As far as I understand it, the issue is sort of about "accommodation spasm" (of the ciliary muscle that controls the degree of deformation of the lens) and whether this leads to enduring short-sightedness in later life and will then demand permanent treatment with standard corrective lenses, or in fact whether this can be "trained out" of children by using different ("opposite") lenses that will temporarily exacerbate the problem. Behavioural optometry. I think the profession is pretty much divided. There is a majority of skeptical optometrists who don't believe in it, who point out that most myopes simply have relatively elongated eyeballs and not much of a problem with the lens per se. Being by nature skeptical they don't make much effort to become familiar with the nitty gritty of the opposing theory. On the other side is a minority of practitioners who obviously know the details about how their theory is meant to work and who specialize in this area. They also have cultivated a clientele base that they don't want to jeopardize.

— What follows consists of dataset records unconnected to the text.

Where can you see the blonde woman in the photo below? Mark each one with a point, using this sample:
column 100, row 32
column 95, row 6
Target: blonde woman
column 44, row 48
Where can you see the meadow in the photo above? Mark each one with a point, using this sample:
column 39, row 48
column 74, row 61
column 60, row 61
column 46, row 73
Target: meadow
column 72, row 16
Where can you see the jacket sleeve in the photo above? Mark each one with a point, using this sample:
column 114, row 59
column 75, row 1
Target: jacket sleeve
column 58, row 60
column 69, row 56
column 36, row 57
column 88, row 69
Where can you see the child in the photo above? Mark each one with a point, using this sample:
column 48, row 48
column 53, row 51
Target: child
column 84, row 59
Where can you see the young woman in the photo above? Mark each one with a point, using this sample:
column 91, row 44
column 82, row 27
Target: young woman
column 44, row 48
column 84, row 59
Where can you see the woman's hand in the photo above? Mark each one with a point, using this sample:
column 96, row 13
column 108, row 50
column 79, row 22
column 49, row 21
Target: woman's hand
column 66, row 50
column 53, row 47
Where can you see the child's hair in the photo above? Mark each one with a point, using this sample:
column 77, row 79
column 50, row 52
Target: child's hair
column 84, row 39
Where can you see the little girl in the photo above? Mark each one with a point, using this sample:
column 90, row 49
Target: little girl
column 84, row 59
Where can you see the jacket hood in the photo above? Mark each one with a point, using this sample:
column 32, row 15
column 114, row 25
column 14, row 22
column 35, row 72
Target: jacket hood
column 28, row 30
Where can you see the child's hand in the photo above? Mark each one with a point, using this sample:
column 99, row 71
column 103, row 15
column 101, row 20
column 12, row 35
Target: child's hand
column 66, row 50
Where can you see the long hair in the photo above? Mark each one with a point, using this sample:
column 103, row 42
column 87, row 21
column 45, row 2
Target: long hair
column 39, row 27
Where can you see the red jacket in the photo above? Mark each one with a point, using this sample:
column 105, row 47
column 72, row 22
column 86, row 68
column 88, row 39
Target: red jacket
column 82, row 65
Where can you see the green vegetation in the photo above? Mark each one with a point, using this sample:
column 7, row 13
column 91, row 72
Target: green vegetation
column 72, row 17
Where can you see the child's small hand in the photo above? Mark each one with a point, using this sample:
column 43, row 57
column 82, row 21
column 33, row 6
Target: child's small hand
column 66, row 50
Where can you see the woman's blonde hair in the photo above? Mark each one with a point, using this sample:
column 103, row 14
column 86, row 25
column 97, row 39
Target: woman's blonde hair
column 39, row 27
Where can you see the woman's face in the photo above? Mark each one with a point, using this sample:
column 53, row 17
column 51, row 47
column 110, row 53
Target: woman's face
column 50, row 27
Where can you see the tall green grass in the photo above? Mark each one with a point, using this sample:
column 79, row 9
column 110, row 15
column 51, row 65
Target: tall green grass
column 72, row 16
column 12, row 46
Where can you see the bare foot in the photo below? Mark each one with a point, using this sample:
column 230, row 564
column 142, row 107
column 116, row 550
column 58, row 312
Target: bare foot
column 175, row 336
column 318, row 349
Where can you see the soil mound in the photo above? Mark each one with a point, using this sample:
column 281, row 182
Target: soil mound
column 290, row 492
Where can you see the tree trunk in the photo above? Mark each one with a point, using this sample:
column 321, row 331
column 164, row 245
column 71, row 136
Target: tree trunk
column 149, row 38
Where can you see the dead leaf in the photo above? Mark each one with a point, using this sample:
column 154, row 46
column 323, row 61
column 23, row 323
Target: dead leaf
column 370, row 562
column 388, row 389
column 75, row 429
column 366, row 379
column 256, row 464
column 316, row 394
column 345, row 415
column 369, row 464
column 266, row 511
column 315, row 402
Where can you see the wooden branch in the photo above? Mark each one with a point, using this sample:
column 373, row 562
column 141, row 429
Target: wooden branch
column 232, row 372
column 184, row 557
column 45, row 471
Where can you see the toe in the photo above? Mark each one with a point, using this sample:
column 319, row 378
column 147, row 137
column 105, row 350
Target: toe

No one is unbiased, facts are few, vested interests muddy the waters.

Now, who out there believes in homeopathy?

Cheers,

Brian.

PS Not me, some other Brian. Throw your tomatoes at him.

Solanum
15-07-2007, 06:16 AM
Ah, well there are now some fairly large studies of homoeopathy that show no benefit. I used to have an open mind on the matter for a biologist (well botanist), but evidence is evidence and I'm afraid I don't go for the argument that the reason for that is because homoeopathy needs the personal touch of the practician and therefore can't be tested. Plus of course, there is nothing in the homoeopathic tablets!

Miaplacidus
15-07-2007, 09:48 AM
Well said. (I just didn't want to be the one to say it.)

KG8
28-07-2007, 06:01 AM
I'd believe it off hand as I'm into these alternate techniques. A while ago I began using Epsom salts to flush out liver stones and have seen the evidence in the bowl myself. Also no more of those terrible stomach cramps as stones work their way down. Both the neighbor's wife and a mate's daughter went to the hospital with stones recently and they cut their gall bladders out! There is no money to be made from advocating Epsom salts I am afraid LOL' I was a bit concerned about the salts at first and did a search on-line about them. It turns out doctors regularly inject them into patients as a relaxant so it can't be that bad to take orally.